Castro Gives News Conference
[Text] Today, Commander in Chief Fidel Castro placed a wreath at the spot where a Cuban plane crashed in 1976, victim of a criminal sabotage. Outstanding sportsmen who were returning home bringing many trophies for the fatherland died in this accident.
In Bridgetown, our top leader assessed some aspects of the Conference on Sustainable Development of Small Island States with the local and foreign press. Conference special correspondent Gisela Bel Heredia has provided a portion of the news conference granted by Fidel Castro in Bridgetown:
[Begin recording] [Heredia] Do you feel satisfied with this first visit to a Caribbean state?
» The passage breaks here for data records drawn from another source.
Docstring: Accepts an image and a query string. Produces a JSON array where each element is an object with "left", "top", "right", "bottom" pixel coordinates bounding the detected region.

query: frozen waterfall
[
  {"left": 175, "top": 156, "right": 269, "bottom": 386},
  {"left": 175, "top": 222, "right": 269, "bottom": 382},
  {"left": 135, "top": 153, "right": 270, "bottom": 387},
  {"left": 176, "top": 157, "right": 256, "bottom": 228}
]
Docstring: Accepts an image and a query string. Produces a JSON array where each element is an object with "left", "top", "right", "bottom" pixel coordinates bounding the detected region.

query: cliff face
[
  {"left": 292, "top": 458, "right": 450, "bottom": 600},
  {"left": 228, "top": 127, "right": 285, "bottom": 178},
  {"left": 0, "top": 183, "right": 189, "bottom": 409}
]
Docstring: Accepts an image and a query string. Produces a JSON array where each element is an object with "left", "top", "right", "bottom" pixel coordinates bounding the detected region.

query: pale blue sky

[Castro] Yes, very much so. And now I would like to know this island better because during the days of the conference one gets to know only the streets and buildings. But the people are very friendly, very educated, and hospitable. I am taking home a very good impression of them.
[Unidentified reporter] Would you ratify the idea that Cuba has attended this forum with a very broad political commitment with the people of this island?
[Castro] Of course. It could not be otherwise. It could not be different. These contacts began in Rio de Janeiro with the group of island states, and I was able to perceive a great concern conveyed by all those countries, namely over the climatic changes and the increase in water level. The situation of these islands is very dramatic. It is a situation of life or death because a phenomenon of this nature is much more serious for them more than for anybody else.
[Reporter] But many developed nations have been absent or are absent from this conference.
[Castro] Yes, they were absent, but I have noticed a little more awareness concerning this problem, more than what I saw in Rio de Janeiro.
[Reporter] Do you think this conference of the Caribbean states will pave the road for closer relations?
[Castro] Well, the path was being paved, and we hope it will contribute to a tighter relationship. It is very important to get to know the leaders, to become aware of their way of thinking, and as you know, I was not absent a single minute from this event. I do not know whether you have been here all this time and seen everything.
[Reporter] Yes, we have been here. The Barbadian prime minister has said he will try to overcome all differences seeking Cuba's integration into the organization of Caribbean states. What are those differences?
[Castro] He was not referring to differences between us; between us there are no...
[Reporter, interrupting] No, but to some obstacles that could exist in...
[Castro, interrupting] The obstacles are well known. [end recording]
The Cuban president today held a meeting with Governor General Nita Barrow, sister of the late Barbadian Prime Minister (Harold) Barrow. Fidel said that for him, it was a commitment to make this visit because the current governor general is the sister of the former president who had excellent relations with Cuba. Today, he has scheduled meetings with reporters from the regional news agency CANA and from the Caribbean Broadcasting Union [preceding words in English] television station which transmits for the entire area.
Today, Fidel Castro is scheduled to visit the Rainbow Warrior boat of the ecologist group, Green Peace. This boat has anchored at Bridgetown port with an onboard fair on sustainable technology in environment preservation.
Bridgetown, capital and main port of the Barbados islands, with a little more than 20,000 inhabitants, has just been the place of one of the most important meetings this year for the not very much publicized alliance of small island states.
The first Global Conference on Sustainable Development of Small Island States, which concluded its sessions yesterday, approved its plan of action and the Barbados declaration as the guide for sustainable development of the smallest islands.
But can there be sustainable development in one single part of the world, and development in all other countries? And can there be such development in extremely wealthy societies which believe that only by growing will they survive, and which can grow only at the cost of all its natural resources? Why do they need more wealth? President Fidel Castro referred to these questions in the speech he delivered at the conference held at the (Cherbrum Center) in Bridgetown.
From the very beginning, Fidel said the poor and the small countries always try to know how are we going to survive in the next decades, while the powerful nations discuss ways for a new distribution in the world. For the super developed societies, the problem is not to grow but to distribute, and not only to distribute among themselves but to distribute among all.
The Cuban president then said that sustainable development is impossible without a more just distribution among all nations. Whether we want it or not, today, mankind is a single family, and we will all have the same fate. We must use less deceitful words and change the current philosophy because this selfish philosophy has only served to cause the catastrophies we are suffering today and the worse ones we will suffer in the future.
Shortly after the Cuban president's speech, Barbadian Foreign Minister Branford Taitt told Cuban Foreign Minister Roberto Robaina during a bilateral meeting that no foreign pressure can prevent the Caribbean community from taking the necessary steps to reinstate Cuba into the economic mechanisms of the Caribbean Community and into the future Association of Caribbean States.
He also said that Fidel Castro's speech to the plenary session of the conference was brilliant. He added that his presence in Bridgetown has enhanced the conference and has helped to establish fundamental elements in the strategies for sustainable development of small islands.
Expressions of solidarity were also conveyed to Roberto Robaina during bilateral meetings. Robaina said: We hope and wish that ties will be strengthened between Cuba and the rest of the Caribbean islands, and we can cooperate to help Cuba overcome its current problems.